内分泌代謝内科 備忘録

腸球菌菌血症

腸球菌菌血症についての総説
Clin Microbiol Infect 2021; 27: 364-371
 
·腸球菌菌血症の 1-2割で感染性心内膜炎を合併する。起炎菌の 9割以上は Enterococcus faecalis である。
 
·E. faecalis による菌血症は尿路感染症と関連するのに対し、E. faecium による菌血症は腹腔内感染、カテーテル関連感染、複数の細菌による菌血症、過去の広域抗菌薬の使用、臓器移植、肝硬変と関連する。
 
·抗菌薬で重要なのはアンピシリンだが、E. faecium はペニシリンに対して親和性が低い PBP 5 を発現しているために高度なペニシリン抵抗性を示す。
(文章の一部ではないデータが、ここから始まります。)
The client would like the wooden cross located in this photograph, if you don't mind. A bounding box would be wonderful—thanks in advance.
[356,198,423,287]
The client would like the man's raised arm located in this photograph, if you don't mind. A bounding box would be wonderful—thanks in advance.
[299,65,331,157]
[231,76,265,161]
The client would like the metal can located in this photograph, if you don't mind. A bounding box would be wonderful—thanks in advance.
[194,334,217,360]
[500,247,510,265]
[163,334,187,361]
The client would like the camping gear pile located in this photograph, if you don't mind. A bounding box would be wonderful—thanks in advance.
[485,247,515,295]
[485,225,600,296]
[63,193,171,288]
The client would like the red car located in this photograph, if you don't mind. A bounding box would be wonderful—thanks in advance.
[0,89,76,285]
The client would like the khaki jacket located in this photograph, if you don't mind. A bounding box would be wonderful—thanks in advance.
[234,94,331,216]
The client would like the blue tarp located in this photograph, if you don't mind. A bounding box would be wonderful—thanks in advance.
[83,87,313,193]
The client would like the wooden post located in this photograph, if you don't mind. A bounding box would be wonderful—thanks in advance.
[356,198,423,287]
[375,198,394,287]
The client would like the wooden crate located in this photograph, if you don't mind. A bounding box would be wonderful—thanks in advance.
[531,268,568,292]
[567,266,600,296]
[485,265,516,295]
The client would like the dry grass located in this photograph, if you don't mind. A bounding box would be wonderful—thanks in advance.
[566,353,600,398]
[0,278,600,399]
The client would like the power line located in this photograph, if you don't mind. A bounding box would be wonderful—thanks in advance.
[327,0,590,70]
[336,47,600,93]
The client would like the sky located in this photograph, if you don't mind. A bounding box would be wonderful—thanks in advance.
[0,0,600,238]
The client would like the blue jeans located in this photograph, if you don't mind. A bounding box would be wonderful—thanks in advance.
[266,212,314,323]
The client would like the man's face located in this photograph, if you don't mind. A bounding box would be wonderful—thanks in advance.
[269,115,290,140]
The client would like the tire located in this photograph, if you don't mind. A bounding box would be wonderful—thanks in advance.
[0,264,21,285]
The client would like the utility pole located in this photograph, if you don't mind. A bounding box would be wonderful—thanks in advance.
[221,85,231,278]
E. faecalis の PBP もペニシリンへの親和性が低く、菌量が多い心内膜炎では治療に失敗することがある。
 
·推奨されている抗菌薬投与量 (腎機能で調整の必要あり)
 
·Ampicillin 1-2 g IV every 4-6 hours
·Vancomycin 25-30 mg/kg loading dose followed by 15 mg/kg every 8 hours
·Ceftriaxone 2 g every 12 hours
 
·E faecalis による感染性心内膜炎ではアンピシリンとゲンタマイシンの併用療法が標準的な治療だったが、double β-lactam antibiotic combination (アンピシリン+セフトリアキソン) は治療効果が従来の治療と遜色ないことが示されている。ただし、この場合のアンピシリンの最適量はまだ分かっていない。
 
·腸球菌菌血症に対する抗菌薬治療期間は合併症がなければ 7-14日間が多い。